Signed sender addresses are not entirely new. A weak form is already
used by some mailing list managers for automated bounce handling.
A different form of signed reverse path from the one defined here
has been suggested as a work-around for the incompatibility between
forwarding and the proposed use of MTA authorization records in the
DNS. Making a distinction between sender addresses and recipient
addresses is also not new: Some systems are already refusing to accept
bounces to addresses that are never used to send email, such as
mailing list management contact addresses.

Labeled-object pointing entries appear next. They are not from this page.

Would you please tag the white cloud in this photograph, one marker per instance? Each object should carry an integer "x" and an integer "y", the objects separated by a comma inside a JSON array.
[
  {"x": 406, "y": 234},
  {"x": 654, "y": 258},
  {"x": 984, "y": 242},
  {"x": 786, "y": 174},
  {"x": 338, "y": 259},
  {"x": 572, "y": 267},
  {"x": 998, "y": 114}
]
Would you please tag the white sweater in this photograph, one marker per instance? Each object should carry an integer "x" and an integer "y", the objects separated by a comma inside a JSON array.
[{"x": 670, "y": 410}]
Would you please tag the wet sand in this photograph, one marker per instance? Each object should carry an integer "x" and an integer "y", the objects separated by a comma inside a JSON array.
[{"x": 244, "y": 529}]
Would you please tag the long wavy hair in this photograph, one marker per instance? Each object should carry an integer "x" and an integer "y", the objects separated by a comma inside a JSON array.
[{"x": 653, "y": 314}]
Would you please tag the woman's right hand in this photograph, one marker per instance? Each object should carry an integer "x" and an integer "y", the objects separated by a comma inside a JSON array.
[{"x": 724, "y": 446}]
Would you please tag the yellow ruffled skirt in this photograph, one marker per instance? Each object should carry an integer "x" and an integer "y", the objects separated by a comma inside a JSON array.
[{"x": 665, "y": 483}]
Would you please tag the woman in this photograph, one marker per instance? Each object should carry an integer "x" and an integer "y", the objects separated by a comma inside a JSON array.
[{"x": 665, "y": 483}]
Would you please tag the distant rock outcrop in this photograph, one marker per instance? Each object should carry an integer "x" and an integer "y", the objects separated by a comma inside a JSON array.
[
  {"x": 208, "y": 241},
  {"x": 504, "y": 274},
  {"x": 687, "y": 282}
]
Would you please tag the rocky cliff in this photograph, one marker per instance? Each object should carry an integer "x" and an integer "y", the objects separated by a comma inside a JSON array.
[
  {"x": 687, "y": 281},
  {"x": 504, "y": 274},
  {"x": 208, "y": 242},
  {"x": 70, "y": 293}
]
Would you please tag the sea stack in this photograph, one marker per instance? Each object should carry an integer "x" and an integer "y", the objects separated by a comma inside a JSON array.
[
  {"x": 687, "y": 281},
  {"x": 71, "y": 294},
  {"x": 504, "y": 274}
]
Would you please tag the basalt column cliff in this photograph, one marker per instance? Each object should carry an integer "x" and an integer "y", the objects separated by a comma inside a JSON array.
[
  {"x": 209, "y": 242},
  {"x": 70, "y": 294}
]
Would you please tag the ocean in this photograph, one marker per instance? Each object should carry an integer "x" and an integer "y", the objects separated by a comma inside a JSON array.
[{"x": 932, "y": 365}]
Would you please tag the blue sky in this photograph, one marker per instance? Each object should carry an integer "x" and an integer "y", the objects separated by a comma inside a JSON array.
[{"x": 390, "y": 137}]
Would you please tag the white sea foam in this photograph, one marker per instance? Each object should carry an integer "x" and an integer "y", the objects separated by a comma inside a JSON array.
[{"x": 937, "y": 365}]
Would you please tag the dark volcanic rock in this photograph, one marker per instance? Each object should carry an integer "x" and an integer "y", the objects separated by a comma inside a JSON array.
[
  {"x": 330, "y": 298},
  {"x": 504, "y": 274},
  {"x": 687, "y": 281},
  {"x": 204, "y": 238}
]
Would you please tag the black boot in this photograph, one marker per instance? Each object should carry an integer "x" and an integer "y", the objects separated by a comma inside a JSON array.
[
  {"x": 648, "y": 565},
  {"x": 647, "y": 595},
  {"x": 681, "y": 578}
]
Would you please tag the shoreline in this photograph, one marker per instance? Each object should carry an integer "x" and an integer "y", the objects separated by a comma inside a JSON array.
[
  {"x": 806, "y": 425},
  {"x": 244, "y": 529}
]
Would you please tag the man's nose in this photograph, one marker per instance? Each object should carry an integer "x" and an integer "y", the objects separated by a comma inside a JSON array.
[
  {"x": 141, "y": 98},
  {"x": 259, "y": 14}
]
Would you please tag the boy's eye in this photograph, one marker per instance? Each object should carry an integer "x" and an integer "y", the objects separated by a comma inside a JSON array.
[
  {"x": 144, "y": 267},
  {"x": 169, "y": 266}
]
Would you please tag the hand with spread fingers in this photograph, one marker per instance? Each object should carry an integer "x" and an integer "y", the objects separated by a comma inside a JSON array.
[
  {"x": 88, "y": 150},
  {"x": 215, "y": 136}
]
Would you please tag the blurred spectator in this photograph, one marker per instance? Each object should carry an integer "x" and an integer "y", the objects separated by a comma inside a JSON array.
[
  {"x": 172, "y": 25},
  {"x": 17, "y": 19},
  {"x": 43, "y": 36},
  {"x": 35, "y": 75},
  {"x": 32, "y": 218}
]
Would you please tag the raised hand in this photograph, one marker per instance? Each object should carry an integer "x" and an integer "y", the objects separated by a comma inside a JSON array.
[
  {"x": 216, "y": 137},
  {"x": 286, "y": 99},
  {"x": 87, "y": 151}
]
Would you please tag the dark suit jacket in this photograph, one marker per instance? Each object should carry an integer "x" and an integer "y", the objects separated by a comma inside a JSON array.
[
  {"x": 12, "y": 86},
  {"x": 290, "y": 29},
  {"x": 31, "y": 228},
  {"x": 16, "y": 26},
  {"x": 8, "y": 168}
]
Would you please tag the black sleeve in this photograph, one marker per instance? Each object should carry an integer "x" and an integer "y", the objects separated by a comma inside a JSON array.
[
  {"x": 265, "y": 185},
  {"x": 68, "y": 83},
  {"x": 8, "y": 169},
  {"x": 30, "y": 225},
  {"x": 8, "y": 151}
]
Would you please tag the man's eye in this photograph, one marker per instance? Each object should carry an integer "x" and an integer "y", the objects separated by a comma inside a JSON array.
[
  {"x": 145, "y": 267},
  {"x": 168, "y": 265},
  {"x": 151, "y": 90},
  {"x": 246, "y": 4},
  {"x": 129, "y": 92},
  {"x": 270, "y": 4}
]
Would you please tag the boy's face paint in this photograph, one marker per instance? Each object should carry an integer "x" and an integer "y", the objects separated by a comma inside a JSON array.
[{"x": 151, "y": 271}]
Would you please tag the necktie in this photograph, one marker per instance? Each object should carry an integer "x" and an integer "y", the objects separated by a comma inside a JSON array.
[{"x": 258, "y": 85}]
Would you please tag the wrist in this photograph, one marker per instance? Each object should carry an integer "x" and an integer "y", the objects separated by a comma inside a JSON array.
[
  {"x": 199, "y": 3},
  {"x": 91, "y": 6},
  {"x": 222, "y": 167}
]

The next subsection describes various possible ways of meeting the
requirements listed above, and the following ones specify a family
of SSA formats which is RECOMMENDED for maximum interoperability
between software from different vendors.


1.1. Constructing SSAs
----------------------

xxx


1.2. Interoperable SSA format
-----------------------------

xxx

This section specifies two signed sender address formats. These
formats are not necessary for communication across the public
Internet, since the verification of SSAs only requires co-operation
between senders and the systems that host their mailboxes, i.e. within
the same organization. However an interoperable SSA format is
necessary so that organizations can expect software from multiple
vendors to work together.

The first format is intended to indicate that the address is an ISSA
to ISSA-aware software without stating anything about how the address
was constructed. The second format does specify how the address was
constructed. It is intended to fulfil the requirements in the
introduction to this section while being simple to configure. The
formats are specified in ABNF [RFC2234], based on the syntax rules in
[RFC2821] section 4.1.2.

ISSAs are "based on" a recipient address, which indicates the mailbox
that will receive any bounces. This address is prefixed with a string
containing the additional verification information that makes it
secure. There are two styles of prefixing, depending on whether the
local-part of the basis address is quoted or not.


    Mailbox		=	Local-part "@" Domain

    Local-part		=	Dot-string / Quoted-string

    Quoted-string	=	DQUOTE *qcontent DQUOTE

    Mailbox		=/	ISSA-Mailbox

    ISSA-Mailbox	=	ISSA-Local-part "@" Domain

    ISSA-Local-part	=	ISSA-Dot-string / ISSA-Quoted-string

    ISSA-Dot-string	=	ISSA-Prefix Dot-string

    ISSA-Quoted-string	=	DQUOTE ISSA-Prefix *qcontent DQOTE


The Dot-string or *qcontent of an ISSA-Mailbox are the same as the
Local-part of the Mailbox it is based on.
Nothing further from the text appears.